I want to check for values in a dictionary. Let's say I have the following dictionary:
{"<=4":[0,4], "(4,10]":[4,10], ">10":[10,inf]}
Now I want to check in a column in my DataFrame, if the values in this column belong to any of the intervals in the dictionary. If so, I want to write the matching dictionary key to a second column in the same data frame.
So a DataFrame like:
col_1
a 3
b 15
c 8
will become:
col_1 col_2
a 3 "<=4"
b 15 ">10"
c 8 "(4,10]"
the pd.cut() function is used to convert continuous variable to categorical variable , in this case we have [0 , 4 , 10 , np.inf] , this means we have 3 categories [0 , 4] , [4 , 10] , [10 , inf] , so any value between 0 and 4 will be assigned to category [ 0 , 4] , and any value between 4 and 10 will be assigned to category [ 4 , 10 ] and so on .

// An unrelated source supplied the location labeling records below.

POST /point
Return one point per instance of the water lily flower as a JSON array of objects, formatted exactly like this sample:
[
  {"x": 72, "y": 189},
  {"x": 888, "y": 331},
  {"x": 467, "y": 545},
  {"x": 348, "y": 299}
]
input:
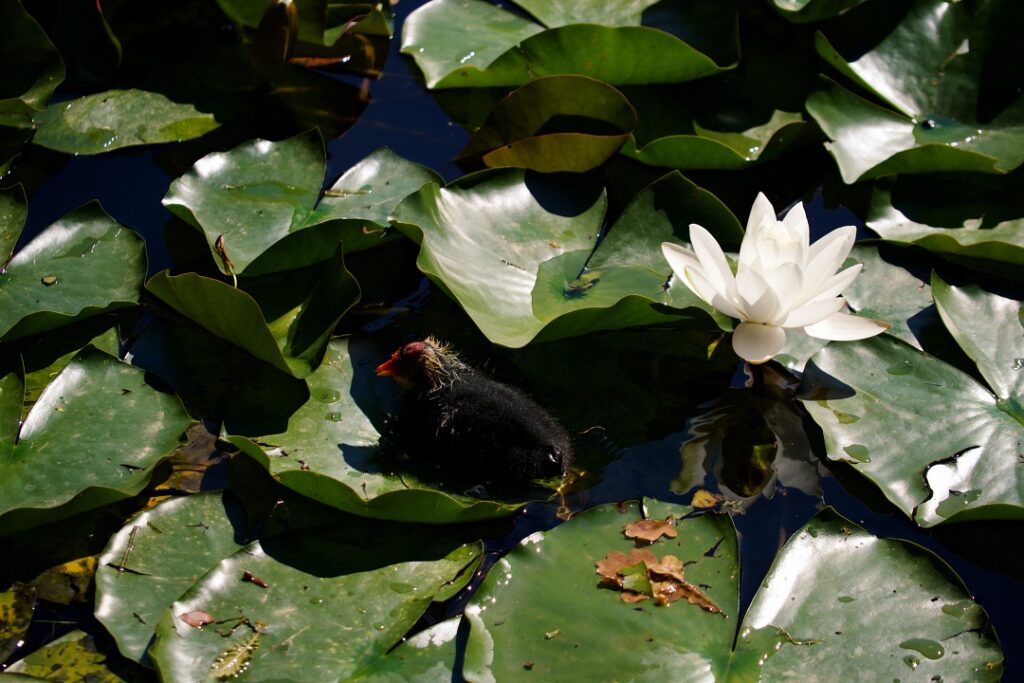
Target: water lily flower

then you assign a name for each category in the same order , you can do this by using the label parameter , in this case we have 3 categories [0 , 4] , [4 , 10] , [10 , inf] , simply we will assign ['<=4' , '(4,10]' , '>10'] to the label parameter , this means that [0 , 4] category will be named <=4 , and [4 , 10] category will be named (4,10] and so on .
In [83]:
df['col_2'] = pd.cut(df.col_1 , [0 , 4 , 10 , np.inf] , labels = ['<=4' , '(4,10]' , '>10'] )
df
Out[83]:
col_1 col_2
0 3 <=4
1 15 >10
2 8 (4,10]
This solution creates a function named extract_str which is applied to col_1. It uses a conditional list comprehension to iterate through the keys and values in the dictionary, checking if the value is greater than or equal to the lower value and less than the upper value. A check is made to ensure this resulting list does not contain more than one result. If there is a value in the list, it is
returned. Otherwise None is returned by default.
from numpy import inf
d = {"<=4": [0, 4], "(4,10]": [4, 10], ">10": [10, inf]}
def extract_str(val):
results = [key for key, value_range in d.iteritems()
if value_range[0] <= val < value_range[1]]
if len(results) > 1:
raise ValueError('Multiple ranges satisfied.')
if results:
return results[0]
df['col_2'] = df.col_1.apply(extract_str)
>>> df
col_1 col_2
a 3 <=4
b 15 >10
c 8 (4,10]
On this small dataframe, this solution is much faster than the solution provided by #ColonelBeauvel.
%timeit df['col_2'] = df.col_1.apply(extract_str)
1000 loops, best of 3: 220 µs per loop
%timeit df['col_2'] = df['col_1'].map(foo)
1000 loops, best of 3: 1.46 ms per loop
You can use this approach:
dico = pd.DataFrame({"<=4":[0,4], "(4,10]":[4,10], ">10":[10,float('inf')]}).transpose()
foo = lambda x: dico.index[(dico[1]>x) & (dico[0]<=x)][0]
df['col_1'].map(foo)
#0 <=4
#1 >10
#2 (4,10]
#Name: col1, dtype: object
You can use a function to map. like the example.
I hope it may help you.
import pandas as pd
d = {'col_1':[3,15,8]}
from numpy import inf
test = pd.DataFrame(d,index=['a','b','c'])
newdict = {"<=4":[0,4], "(4,10]":[4,10], ">10":[10,inf]}
def mapDict(num):
print(num)
for key,value in newdict.items():
tmp0 = value[0]
tmp1 = value[1]
if num == 0:
return "<=4"
elif (num> tmp0) & (num<=tmp1):
return key
test['col_2']=test.col_1.map(mapDict)
then test will become:
col_1 col_2
a 3 <=4
b 15 >10
c 8 (4,10]
ps. I wanna know how to code fast in stack overflow, are there some one can tell me the tricks?